Guido d'Arezzo
Guido d'Arezzo
Guido d'Arezzo (ca. 995-ca. 1050) was an Italian music theorist and pedagogue who developed the hexachord system and the musical staff.
Guido d'Arezzo was probably born in Italy, although it has been conjectured that he may have come to Italy from France at an early age. He studied at the Benedictine Abbey of Pomposa and then taught singing there. He left the abbey about 1025 because his ideas did not meet with understanding. The bishop of Arezzo invited him to teach music at his cathedral school and became a great admirer of Guido's new pedagogic devices. These were incorporated in Guido's famous textbook, Micrologus, written about 1030.
At Pomposa, Guido had developed a new way of writing Gregorian chant, adopting a four-line staff and clefs. He explained his new methods in the foreword to his antiphonal, a volume of chants that he rewrote in his new way during the 1020s and presented to Pope John XIX, who was greatly impressed. This system of notation is the direct ancestor of all subsequent musical notation.

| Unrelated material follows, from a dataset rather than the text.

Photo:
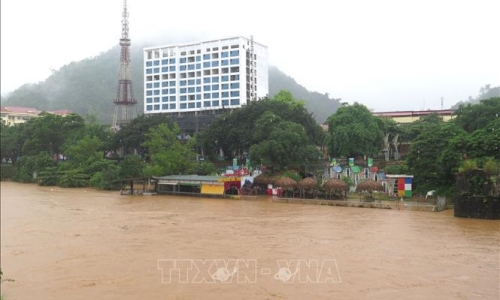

Educator that he was, Guido developed this idea further in a complete system of ear training and sight singing, which he explained in a letter written from Arezzo to the monk Michael at Pomposa. This system, known as solmization, became the basis of modern solfeggio. For a well-known 8th-century hymn for the feast of St. John the Baptist, Guido created a melody, the first notes of whose first six lines form a scale of two whole tones, a half tone, and two whole tones. This symmetric series of six notes, called a hexachord and sung to the Latin syllables that begin the six lines, ut-re-mi-fa-sol-la, became his central tool for ear training and sight singing. By shifting this hexachord to various pitch levels, the singer could always determine where the crucial half-tone interval must be sung.
Guido or one of his disciples also invented a memory aid for learning the names of all the notes in his musical system, which extends over a range of 20 white keys on the piano:the so-called Guidonian hand. Here the note names of the system were written on the various portions of the left hand and fingers, so that they could be read off by the pupil.
Guido's fame was great, and his ideas had a lasting influence on musical notation, music teaching, and musicianship. In these fields he was one of the most outstanding men in all of Western music.